23 | Pretensi Bergema

Aurora : om lau ga kesini in 15 minutes kita kelar

Om Arius : kalau perusahaan bangkrut gue pasti dipecat jd adik bapak lo

Aurora : oh come on cupu boy. buruan!

Om Aurius : iya bebi devil cimit cimit iye. anything for u kan?

Aurora yang baru turun dari uber setelah tiga puluh menit sejak mengirimkan iMessage tersebut sudah dihadang tangan bersedekap milik omnya. Sayangnya Aurora lagi ngga bisa diajak cengengesan dan Arius sangat tahu itu. Untungnya dia tak cari perkara dengan datang telat. Helm abang gojek cukup kooperatif membuat tatanan rambut dari barbeshop langganannya amburadul. Kuningan ke Kelapa Gading yang lumayan jauhnya disambut kedatangan telat keponakan cantiknya. Cakep bener!

Aurora langsung melewati Arius tanpa sepatah katapun. Begitu sampai di meja registrasi, Aurora dengan jempolnya menunjuk Arius pada petugas dan dia sudah ngacir ke dalam.

Mengikuti Aurora yang sudah menunggunya di depan kamar ganti, Arius lalu menyerahkan celana training midi dan kaos yang dipesan Aurora. Yah sampai segitunya sih perjuangan Om Arius, masuk mall dulu beli pesanan dadakan Aurora. Sungguh keponakan keji.

Begitu Aurora selesai ganti baju, begitu pun dengan Arius.
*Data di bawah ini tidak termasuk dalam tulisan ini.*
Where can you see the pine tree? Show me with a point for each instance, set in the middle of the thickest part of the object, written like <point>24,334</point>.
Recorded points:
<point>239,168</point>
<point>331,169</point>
Mereka berdua lalu memakai kaos kaki lalu mengikuti instruksi dari petugas melakukan pemanasan dan penjelasan mengenai durasi dan tata cara 'menikmati' tempat ini. Setelah selesai, Aurora langsung menuju tempat incarannya sejak tadi. Dengan sekuat tenaga dia langsung berlari dan loncat memantul di papan trampoline sampai dia bisa melonjak tinggi dengan energi berlebihnya. Atau energi negatif berlebihnya.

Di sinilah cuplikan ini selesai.